Harlequin, 1901 by Picasso

In 1900, Picasso's pace of style change slowed down noticeably, settled on a limited range of themes and entered into a thoughtful dialogue with two painters he had only just discovered but instantly identified as forces to be reckoned with: Gauguin and Vincent van Gogh.

Picasso had direct access to Gauguin's work through Ambroise Vollard, who had stocked and exhibited Gauguin's paintings and the occasional sculpture since 1893. In Harlequin of summer 1901, the protagonist is treated as a bold chequer-board surface as flat and decorative as the frieze of red and yellow flowers above his head. The contours have been simplified and abstracted but drawn so firmly that the design of the picture locks together like a jigsaw puzzle, and the very heavy, flat application of the paint further emphasizes the unity of the surface. These are the characteristics of the Synthetist style Gauguin developed in Brittany in 1888-89, and passed on to his followers, the Nabis. Indeed, Picasso's painting may owe a lot to Gauguin himself.

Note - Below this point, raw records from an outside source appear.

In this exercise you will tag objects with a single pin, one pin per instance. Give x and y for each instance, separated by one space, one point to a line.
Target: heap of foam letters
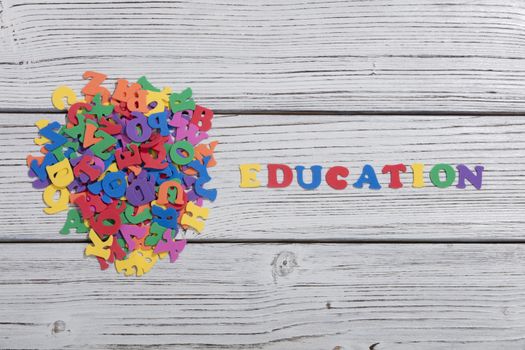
129 167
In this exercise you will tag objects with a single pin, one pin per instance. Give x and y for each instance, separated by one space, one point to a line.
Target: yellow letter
417 170
98 248
60 174
58 205
192 220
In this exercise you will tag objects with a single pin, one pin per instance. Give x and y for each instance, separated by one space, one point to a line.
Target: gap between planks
293 241
317 112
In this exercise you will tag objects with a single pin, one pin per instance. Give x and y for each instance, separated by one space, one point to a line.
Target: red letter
332 177
272 175
394 171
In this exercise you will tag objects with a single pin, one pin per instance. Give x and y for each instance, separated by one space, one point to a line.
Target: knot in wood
58 326
284 263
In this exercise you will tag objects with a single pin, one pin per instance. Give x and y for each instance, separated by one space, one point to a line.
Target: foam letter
272 175
417 171
450 175
332 177
466 173
394 171
368 175
249 175
316 177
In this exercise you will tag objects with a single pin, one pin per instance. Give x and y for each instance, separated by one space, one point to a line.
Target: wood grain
401 55
496 212
268 296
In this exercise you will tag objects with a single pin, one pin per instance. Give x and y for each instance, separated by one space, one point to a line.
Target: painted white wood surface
268 296
272 55
497 211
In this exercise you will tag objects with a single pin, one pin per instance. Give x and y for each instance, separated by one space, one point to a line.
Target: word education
337 177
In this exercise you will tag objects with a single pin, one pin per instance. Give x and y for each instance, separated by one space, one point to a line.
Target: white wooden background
298 82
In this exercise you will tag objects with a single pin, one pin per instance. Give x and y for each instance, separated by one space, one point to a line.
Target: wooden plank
301 55
497 211
268 296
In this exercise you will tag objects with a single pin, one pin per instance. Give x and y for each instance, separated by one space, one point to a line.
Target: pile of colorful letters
132 166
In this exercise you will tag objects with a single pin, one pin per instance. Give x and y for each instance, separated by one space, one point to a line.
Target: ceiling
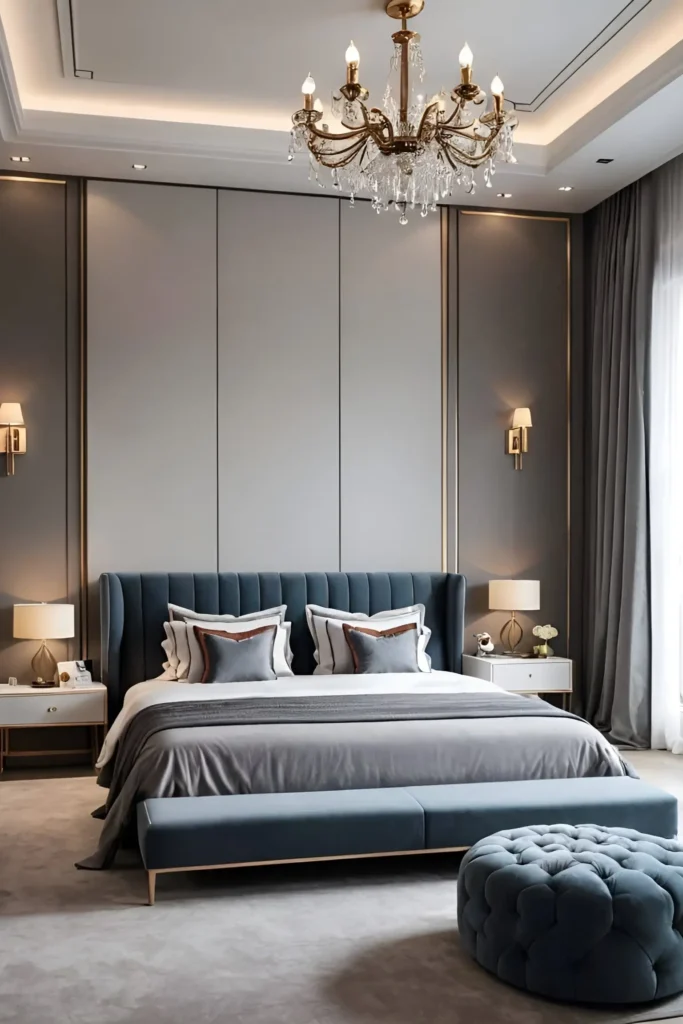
202 91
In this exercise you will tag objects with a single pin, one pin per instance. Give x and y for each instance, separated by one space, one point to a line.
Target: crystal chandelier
412 153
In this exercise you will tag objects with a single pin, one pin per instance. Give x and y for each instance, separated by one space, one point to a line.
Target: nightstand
523 675
27 708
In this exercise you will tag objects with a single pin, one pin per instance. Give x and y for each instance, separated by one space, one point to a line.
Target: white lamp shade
514 595
10 414
43 622
521 418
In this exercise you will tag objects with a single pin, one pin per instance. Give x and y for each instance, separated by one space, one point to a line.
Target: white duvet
158 691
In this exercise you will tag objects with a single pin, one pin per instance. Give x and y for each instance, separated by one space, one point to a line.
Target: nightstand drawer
53 708
534 675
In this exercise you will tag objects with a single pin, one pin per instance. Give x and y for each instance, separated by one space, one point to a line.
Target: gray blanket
257 744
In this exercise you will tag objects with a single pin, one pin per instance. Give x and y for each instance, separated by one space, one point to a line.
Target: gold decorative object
412 153
517 437
545 633
513 596
12 433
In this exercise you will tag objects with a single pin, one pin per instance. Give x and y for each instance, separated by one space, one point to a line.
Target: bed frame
134 606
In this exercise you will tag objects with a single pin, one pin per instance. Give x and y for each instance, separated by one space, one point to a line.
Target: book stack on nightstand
539 676
26 708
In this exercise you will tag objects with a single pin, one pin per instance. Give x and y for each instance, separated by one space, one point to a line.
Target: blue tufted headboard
133 608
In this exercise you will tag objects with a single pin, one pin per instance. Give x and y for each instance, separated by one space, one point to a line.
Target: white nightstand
27 708
523 675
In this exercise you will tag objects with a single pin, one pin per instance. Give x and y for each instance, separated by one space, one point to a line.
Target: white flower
545 632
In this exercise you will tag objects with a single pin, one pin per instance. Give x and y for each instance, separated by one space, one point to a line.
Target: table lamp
513 596
43 622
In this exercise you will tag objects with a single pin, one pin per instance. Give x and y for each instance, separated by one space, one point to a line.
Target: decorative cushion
237 657
579 913
333 655
184 653
383 650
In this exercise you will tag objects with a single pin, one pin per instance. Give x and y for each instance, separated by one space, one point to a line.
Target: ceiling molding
11 112
602 39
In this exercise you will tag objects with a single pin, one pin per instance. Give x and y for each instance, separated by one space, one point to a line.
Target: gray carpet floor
371 942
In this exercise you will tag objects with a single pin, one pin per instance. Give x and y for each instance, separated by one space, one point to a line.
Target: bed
311 732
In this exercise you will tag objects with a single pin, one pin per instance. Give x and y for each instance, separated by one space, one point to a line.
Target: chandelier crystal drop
413 152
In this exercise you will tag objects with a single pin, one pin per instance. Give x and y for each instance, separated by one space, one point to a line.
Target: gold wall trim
42 181
444 388
566 220
83 440
518 216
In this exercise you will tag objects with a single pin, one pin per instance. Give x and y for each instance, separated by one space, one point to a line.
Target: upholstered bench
194 833
581 914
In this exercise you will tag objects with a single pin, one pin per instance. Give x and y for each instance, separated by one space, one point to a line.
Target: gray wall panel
512 334
35 370
390 391
279 382
152 377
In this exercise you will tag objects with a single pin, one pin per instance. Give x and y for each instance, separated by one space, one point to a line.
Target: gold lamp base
44 665
511 635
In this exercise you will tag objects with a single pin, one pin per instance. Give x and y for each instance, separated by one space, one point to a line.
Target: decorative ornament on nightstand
544 633
484 644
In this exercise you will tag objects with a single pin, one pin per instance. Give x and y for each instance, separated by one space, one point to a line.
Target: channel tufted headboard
134 608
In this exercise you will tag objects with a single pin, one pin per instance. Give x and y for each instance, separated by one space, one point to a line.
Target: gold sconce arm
12 433
516 438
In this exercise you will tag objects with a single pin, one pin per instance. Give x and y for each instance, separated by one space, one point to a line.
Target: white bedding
159 691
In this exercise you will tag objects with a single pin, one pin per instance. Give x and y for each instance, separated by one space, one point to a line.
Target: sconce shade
43 622
521 418
10 414
514 595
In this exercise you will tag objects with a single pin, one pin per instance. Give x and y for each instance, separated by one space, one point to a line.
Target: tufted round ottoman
586 914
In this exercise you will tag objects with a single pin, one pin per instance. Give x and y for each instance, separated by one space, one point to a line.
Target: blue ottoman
578 913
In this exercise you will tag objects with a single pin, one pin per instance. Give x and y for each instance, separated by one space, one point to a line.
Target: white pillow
175 611
185 652
332 651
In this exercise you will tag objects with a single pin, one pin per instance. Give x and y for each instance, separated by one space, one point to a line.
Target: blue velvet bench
180 834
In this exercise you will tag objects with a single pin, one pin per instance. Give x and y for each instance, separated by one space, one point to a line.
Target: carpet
371 942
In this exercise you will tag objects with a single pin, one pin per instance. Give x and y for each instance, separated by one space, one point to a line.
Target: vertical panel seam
339 389
217 396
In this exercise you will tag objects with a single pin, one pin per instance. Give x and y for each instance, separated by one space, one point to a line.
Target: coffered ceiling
202 90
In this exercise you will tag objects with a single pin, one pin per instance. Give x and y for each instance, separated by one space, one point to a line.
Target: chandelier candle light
412 153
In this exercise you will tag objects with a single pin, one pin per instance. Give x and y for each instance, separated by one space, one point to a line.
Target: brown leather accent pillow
200 633
393 631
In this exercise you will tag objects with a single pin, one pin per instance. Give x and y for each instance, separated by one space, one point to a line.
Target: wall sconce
12 433
517 437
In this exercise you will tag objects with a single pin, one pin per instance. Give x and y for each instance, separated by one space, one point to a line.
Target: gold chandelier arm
456 156
340 158
335 136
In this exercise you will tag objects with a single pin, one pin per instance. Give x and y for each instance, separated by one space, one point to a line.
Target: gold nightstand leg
152 887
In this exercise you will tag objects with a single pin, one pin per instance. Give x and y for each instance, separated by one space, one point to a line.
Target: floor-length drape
616 683
667 459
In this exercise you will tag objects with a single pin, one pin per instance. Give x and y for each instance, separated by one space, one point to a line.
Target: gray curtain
616 623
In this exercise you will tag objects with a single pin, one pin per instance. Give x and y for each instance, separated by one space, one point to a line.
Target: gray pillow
394 649
237 657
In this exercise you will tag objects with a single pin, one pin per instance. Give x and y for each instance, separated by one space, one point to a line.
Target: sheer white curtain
666 462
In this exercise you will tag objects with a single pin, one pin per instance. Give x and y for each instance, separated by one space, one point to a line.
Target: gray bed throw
317 709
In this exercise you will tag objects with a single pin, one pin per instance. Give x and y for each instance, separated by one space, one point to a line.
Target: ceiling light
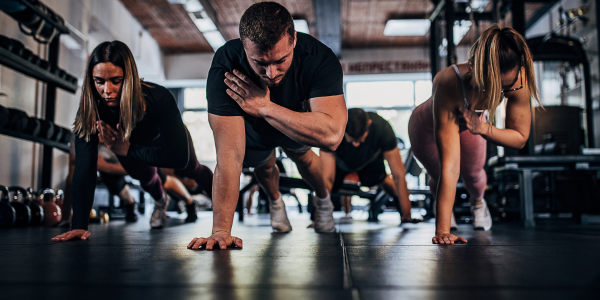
301 25
406 27
204 24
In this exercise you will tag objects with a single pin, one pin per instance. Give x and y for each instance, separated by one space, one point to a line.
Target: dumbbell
66 137
60 199
52 213
101 217
17 119
37 211
7 212
21 209
34 59
17 47
33 126
58 132
4 42
26 54
3 116
44 64
46 129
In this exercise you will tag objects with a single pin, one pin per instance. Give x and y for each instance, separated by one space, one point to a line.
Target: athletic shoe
159 215
131 212
279 220
453 225
482 220
324 221
191 210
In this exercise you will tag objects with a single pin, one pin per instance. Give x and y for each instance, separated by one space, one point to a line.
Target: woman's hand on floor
73 234
221 238
447 238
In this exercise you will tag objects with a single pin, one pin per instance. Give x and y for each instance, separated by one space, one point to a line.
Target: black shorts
257 158
371 175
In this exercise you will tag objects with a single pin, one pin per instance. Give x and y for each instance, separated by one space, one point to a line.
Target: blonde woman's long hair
132 104
498 51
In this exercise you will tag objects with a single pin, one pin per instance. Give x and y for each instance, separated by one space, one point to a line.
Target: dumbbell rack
53 77
28 68
62 146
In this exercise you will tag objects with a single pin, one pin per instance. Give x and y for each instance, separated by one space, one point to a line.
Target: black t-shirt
381 138
315 72
159 139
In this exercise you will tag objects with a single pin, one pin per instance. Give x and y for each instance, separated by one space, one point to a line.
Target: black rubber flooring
557 260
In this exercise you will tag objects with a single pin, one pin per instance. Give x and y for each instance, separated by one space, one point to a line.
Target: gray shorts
258 158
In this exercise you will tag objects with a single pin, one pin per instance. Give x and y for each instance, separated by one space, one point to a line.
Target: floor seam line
348 273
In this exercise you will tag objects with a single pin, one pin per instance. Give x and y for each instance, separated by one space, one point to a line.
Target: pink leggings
472 152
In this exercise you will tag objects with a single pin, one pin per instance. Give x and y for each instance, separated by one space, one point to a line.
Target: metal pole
449 17
47 156
434 56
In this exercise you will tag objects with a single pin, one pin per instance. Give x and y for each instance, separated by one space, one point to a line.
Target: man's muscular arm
322 127
230 140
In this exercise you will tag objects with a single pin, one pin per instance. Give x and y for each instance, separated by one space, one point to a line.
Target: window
423 90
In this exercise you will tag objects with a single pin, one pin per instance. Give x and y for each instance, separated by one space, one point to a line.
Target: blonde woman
139 122
448 132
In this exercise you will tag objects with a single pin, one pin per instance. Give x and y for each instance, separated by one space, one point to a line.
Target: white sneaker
324 221
279 220
481 216
453 225
159 215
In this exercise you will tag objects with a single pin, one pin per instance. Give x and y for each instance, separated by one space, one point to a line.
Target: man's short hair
265 23
358 122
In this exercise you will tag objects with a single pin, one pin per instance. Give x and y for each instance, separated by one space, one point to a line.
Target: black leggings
151 181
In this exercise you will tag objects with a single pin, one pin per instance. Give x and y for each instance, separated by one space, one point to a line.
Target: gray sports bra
461 120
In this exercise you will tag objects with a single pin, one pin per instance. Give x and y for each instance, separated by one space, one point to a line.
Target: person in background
368 141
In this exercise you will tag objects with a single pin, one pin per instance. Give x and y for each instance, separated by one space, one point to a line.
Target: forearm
84 187
114 169
505 137
163 157
403 195
445 201
316 129
225 195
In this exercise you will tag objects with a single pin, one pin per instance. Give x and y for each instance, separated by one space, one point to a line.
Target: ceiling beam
437 10
328 15
212 14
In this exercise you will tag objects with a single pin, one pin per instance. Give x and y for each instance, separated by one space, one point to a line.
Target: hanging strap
462 84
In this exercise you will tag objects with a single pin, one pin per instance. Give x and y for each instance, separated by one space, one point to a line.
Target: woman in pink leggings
448 132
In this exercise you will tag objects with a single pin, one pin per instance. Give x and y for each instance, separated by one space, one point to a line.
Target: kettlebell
7 212
52 213
37 212
22 209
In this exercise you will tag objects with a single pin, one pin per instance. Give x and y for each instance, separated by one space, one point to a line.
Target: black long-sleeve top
159 139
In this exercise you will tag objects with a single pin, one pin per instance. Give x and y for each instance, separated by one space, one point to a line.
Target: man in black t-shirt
272 87
368 140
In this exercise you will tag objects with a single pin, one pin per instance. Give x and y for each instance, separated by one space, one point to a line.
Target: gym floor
557 260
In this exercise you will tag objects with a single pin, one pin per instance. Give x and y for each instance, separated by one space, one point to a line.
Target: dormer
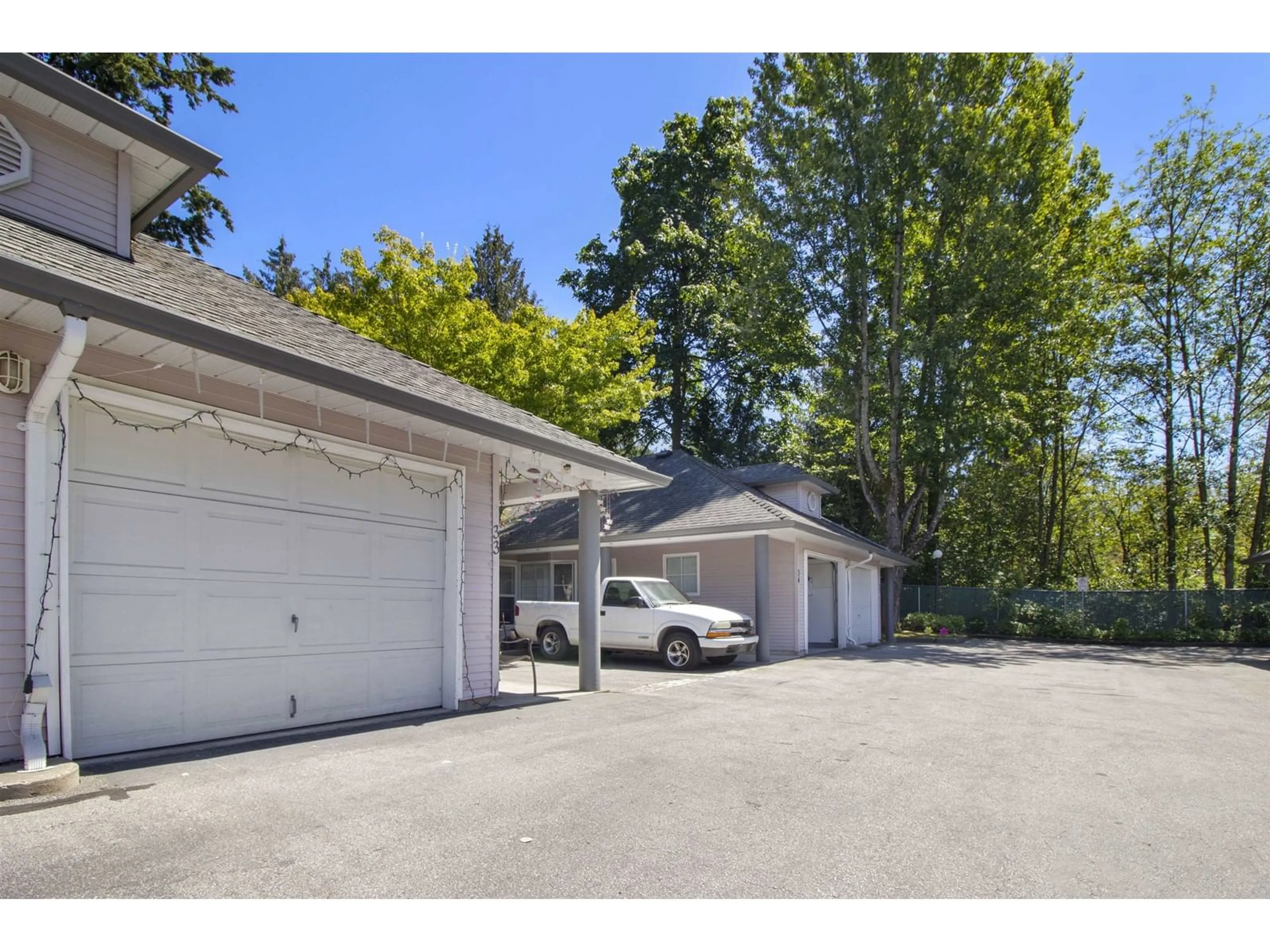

Gauguin had the reputation of an heroic outsider so much at odds with bourgeois values that he was impelled to lead the life of a 'savage' in the South Seas - thereby (or so he hoped) escaping 'civilization from which you suffer' and embracing 'barbarism which is for me a rejuvenation'. The fact that every now and then a new shipment of pictures or another letter arrived back in Paris made him an object of unique fascination and romance. Durrio adored him, and Picasso must often have heard colourful stories of his quixotic behaviour and his numerous love affairs. The marginalized, hand-to-mouth existence of Harlequin, famed for his amorous intrigues, made him an ideal alter-ego for a wanderer and peintre maudit, but perhaps Picasso also thought of Harlequin as a kind of'noble savage'. If so, the association of Gauguin's Synthetist style with the image of the sad clown plunged in reflection at a cafe table makes sense, and the painting may be interpreted not just as a homage to Gauguin's radical, decorative style, but strongly suggest that a personal identification underpinned Picasso's admiration.